Expat weekends can be as mundane as domestic ones. The house needs cleaning, the wash is waiting; shopping and tidying take their turns. I’m taking my time enjoying an online photography course. I try not to work beyond organizing notes for the coming week, instead catching up with the weekend papers and BBC television.
Which brings me to Simon and Nigel.
I once divided men into the sort that preferred Keira Knightly vs. the ones that dreamed of Kate Winslet. The Movie Times gave the nod to Keira while acknowledging that Kate has more talent. For me, it comes down to whether the choice is based on approachability or depth.
Nigel Slater is a self-styled Cook who Writes, delivering equal parts reflection and homily in his books and television shows. He putters about his airy kitchen, laboratory clean, and his lush, well-boxed gardens with rumpled hair and earth-tone clothes, pursing his lips and glaring over his glasses. He doesn’t smile much.
His recipes angle towards eccentric, everyday dishes that he characterizes as ‘quietly civilized’. He mixes equal parts ricotta cheese and ground beef to make burgers, pan-fries salmon crusted with rice wine and sesame. He’s always tweaking his spice and veg pairings interestingly.
But he never seems like someone who would be pleasant to join in the kitchen or over a meal. The focus on taste and freshness is both relentless and disapproving; his numerous opinions strongly stated and unforgiving. He signs off his recipes with a flourish of self-satisfied finality.
Paradoxically, I do like his approach to dishes. I’ve been cooking vegetable stews all week, starting with a stock base, adding leafy veg that catches my eye at the green grocer, playing with fresh herbs and distant spices, then finishing with a handful of rice noodles. They have gotten better and better, very much in keeping with his philosophy of creating understated, handcrafted home cooking.
Simon Calder, The Man Who Pays His Way, is a travel writer for the Independent and a presenter on the BBC. He takes a common man’s approach to travel, bundled against the wind and sun, rambling the hills and stopping to sample food at seaside shacks. Similarly brown-haired, disheveled, and earthen-clad, he feels much more like someone you would share a meal and swap stories with. He’s always gazing straight on through rain-splattered glasses, waving his hands. Self-effacing Simon smiles a lot.
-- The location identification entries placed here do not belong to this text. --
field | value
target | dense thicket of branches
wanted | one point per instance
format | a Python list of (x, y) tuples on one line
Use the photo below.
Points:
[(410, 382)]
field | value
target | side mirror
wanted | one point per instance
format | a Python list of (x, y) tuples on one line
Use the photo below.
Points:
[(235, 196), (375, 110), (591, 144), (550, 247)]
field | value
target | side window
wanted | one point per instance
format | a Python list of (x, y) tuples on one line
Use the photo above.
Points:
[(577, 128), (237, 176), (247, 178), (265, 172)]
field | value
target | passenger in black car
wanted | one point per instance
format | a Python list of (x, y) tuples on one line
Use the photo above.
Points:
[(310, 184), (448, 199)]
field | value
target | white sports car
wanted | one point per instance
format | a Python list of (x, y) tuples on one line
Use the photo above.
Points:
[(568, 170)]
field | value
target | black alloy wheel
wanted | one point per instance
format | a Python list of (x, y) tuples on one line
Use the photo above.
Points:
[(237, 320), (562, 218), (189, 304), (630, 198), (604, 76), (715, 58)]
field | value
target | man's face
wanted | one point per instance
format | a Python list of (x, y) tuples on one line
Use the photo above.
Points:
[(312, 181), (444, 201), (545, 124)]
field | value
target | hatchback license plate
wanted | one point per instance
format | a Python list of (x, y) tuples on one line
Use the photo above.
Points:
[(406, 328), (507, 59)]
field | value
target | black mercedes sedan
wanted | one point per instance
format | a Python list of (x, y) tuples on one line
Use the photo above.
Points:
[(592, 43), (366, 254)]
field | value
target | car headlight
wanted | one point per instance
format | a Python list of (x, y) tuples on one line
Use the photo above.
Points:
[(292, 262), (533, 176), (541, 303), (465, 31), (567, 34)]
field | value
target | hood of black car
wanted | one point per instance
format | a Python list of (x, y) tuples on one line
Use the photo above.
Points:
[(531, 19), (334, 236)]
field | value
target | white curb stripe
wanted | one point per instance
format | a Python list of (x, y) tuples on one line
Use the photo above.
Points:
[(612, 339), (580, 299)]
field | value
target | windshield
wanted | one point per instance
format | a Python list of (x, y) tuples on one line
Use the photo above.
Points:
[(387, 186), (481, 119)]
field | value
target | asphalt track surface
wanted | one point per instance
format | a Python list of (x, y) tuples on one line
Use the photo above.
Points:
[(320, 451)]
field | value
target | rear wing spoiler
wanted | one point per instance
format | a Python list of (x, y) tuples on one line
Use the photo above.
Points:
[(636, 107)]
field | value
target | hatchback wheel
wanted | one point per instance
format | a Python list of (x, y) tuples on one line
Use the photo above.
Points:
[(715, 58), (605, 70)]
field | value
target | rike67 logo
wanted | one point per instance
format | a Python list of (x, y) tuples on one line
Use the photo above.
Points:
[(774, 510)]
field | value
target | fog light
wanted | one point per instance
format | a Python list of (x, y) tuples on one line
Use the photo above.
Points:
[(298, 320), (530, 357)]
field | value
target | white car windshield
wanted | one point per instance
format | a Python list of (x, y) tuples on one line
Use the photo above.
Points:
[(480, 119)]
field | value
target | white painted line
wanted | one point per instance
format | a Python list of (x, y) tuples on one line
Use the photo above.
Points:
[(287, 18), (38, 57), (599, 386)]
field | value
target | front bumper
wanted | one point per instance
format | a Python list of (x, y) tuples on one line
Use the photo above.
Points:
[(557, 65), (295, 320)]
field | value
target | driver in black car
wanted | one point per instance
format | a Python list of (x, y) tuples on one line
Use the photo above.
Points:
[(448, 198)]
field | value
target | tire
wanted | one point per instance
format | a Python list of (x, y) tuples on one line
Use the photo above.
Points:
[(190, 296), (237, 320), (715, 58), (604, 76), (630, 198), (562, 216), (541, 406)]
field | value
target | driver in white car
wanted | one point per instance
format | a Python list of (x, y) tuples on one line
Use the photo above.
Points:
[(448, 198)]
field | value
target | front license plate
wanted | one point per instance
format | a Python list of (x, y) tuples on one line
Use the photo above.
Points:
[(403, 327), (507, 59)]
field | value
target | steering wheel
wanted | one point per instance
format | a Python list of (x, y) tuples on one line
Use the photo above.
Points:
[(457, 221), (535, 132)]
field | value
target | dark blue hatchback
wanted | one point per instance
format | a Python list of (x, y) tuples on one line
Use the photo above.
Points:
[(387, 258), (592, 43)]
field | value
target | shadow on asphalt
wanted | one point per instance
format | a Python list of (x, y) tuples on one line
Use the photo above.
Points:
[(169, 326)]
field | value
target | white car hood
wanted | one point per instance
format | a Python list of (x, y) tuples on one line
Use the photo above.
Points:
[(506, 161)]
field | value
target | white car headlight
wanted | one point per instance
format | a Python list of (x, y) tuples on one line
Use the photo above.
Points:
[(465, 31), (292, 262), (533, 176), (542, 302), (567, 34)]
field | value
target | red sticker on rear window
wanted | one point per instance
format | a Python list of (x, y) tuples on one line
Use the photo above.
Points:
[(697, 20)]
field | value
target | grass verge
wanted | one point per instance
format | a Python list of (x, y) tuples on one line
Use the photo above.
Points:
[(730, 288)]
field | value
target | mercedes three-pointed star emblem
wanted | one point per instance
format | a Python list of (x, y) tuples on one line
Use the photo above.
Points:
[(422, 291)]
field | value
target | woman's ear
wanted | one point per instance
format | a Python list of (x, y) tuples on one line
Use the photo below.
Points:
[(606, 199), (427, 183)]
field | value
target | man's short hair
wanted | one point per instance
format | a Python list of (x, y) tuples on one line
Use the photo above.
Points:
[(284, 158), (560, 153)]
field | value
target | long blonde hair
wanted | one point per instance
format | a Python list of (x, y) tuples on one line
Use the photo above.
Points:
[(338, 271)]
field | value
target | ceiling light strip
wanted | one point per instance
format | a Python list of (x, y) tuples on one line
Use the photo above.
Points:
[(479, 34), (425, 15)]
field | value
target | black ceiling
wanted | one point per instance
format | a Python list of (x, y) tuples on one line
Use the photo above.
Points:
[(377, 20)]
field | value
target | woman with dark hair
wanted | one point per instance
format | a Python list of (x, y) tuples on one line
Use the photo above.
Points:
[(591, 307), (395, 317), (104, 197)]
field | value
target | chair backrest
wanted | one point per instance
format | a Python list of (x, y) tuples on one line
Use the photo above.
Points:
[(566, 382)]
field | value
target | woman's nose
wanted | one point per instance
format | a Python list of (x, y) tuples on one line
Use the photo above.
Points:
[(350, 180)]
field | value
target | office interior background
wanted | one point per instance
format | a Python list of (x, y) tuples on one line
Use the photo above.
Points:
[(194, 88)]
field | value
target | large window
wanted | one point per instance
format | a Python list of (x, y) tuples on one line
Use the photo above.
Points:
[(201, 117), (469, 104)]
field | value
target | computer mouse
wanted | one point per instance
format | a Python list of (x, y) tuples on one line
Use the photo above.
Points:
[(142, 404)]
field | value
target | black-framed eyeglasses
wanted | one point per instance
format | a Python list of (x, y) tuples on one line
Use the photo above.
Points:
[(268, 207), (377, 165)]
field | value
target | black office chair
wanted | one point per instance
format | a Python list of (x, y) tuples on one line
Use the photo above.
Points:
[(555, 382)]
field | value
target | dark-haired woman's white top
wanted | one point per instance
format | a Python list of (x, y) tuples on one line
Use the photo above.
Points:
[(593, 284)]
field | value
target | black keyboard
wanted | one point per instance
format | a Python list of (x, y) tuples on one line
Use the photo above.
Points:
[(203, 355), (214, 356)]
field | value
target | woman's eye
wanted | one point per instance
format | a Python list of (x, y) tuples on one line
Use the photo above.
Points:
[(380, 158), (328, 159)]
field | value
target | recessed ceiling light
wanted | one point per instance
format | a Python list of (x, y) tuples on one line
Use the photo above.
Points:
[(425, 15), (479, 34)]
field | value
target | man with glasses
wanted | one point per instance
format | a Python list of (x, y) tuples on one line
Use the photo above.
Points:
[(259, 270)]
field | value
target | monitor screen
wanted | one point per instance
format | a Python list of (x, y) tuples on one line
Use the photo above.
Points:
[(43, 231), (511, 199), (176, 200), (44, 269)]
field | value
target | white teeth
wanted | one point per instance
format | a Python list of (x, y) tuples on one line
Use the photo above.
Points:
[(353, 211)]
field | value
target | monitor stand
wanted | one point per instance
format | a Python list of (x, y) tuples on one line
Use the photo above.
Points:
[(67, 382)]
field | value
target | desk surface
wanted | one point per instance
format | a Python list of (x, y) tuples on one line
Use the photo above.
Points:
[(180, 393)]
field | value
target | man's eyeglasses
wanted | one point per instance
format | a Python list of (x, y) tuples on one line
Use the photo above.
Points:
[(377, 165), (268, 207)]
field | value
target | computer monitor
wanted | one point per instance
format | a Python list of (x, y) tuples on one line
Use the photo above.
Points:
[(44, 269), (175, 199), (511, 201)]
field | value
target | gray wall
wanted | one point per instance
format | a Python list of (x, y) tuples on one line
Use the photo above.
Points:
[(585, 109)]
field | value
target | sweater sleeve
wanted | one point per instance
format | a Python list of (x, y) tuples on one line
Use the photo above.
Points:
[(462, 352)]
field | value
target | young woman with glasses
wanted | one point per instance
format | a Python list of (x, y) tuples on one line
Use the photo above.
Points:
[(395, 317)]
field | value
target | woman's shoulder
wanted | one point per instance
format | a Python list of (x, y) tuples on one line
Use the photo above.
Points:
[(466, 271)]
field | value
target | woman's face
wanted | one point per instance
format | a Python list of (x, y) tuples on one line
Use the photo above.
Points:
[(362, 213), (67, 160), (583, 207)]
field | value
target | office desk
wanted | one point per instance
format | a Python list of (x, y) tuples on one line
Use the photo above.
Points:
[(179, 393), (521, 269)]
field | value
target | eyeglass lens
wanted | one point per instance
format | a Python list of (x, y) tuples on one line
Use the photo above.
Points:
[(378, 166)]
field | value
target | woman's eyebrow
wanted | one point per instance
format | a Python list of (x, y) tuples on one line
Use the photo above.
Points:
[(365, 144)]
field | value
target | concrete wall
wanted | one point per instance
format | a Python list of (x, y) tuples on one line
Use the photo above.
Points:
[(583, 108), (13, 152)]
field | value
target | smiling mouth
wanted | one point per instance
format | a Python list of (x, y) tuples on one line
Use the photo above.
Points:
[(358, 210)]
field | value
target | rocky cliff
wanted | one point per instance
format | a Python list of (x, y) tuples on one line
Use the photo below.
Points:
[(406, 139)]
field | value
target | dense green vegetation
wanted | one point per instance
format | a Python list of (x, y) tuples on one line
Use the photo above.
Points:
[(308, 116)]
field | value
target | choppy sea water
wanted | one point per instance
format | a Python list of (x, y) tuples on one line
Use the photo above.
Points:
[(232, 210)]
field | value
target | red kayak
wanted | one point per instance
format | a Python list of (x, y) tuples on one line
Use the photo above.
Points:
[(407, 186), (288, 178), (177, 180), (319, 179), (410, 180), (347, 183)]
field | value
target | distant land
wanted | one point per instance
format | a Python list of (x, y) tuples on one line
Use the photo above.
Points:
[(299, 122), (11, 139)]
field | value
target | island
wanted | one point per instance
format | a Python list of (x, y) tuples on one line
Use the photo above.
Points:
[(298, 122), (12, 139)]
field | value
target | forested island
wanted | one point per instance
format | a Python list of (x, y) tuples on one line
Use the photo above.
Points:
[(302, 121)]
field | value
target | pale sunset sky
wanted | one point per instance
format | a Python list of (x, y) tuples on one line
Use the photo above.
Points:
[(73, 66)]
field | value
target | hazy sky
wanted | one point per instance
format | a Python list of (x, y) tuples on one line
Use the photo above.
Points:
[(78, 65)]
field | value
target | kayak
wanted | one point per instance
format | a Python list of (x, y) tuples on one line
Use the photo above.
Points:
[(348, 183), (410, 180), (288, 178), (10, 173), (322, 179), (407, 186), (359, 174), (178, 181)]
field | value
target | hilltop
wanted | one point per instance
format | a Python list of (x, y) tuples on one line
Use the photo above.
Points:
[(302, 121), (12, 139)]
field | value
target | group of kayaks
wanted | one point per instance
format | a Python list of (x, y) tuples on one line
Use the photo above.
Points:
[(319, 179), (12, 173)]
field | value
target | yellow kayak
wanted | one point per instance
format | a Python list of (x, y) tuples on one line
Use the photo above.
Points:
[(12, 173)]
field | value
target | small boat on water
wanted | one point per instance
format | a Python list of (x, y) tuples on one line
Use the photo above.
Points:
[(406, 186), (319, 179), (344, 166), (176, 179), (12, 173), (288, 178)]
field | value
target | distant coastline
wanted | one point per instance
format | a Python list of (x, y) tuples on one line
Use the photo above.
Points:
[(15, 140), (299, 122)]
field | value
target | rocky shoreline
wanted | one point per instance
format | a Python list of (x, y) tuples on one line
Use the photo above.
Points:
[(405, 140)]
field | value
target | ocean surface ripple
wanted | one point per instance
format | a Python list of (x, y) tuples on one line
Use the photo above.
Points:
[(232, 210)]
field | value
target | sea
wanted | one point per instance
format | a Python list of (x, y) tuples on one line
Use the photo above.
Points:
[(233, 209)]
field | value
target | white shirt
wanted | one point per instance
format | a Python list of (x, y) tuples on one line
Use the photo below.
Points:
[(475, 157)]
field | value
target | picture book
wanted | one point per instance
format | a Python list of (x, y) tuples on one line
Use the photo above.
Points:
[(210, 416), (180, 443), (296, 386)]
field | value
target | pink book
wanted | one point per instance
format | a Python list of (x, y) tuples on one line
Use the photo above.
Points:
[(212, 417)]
His travel advice is usually practical and inexpensive. used to swear by Frommers guides, but usually turn to the Sunday Times Travel and Simon for first recommendations now. I took his reassurances that it was a good time to visit Marrakech, and his small-scale recommendations for Dorset and the Lake District.
The test always come when a travel writer visits a place that I know intimately. So I was delighted when Simon wrote about Maastricht a couple of months ago. He got it pretty much right: things to see, places to eat, where to walk. I would only differ in his nod to using the local airport, and his omission of TEFAF and Carnivale.
I follow Simon’s loose-limbed approach to travel. I am certainly interested in where the key museums, gardens, and restaurants are. But I also value the time to walk and look around and to meet people, letting the ambience of a new destination lead my path through it.
The weekend has room for both pundits. But I turn to Nigel for inspiration, to Simon for motivation.
And I think I’d rather spend an evening with the latter.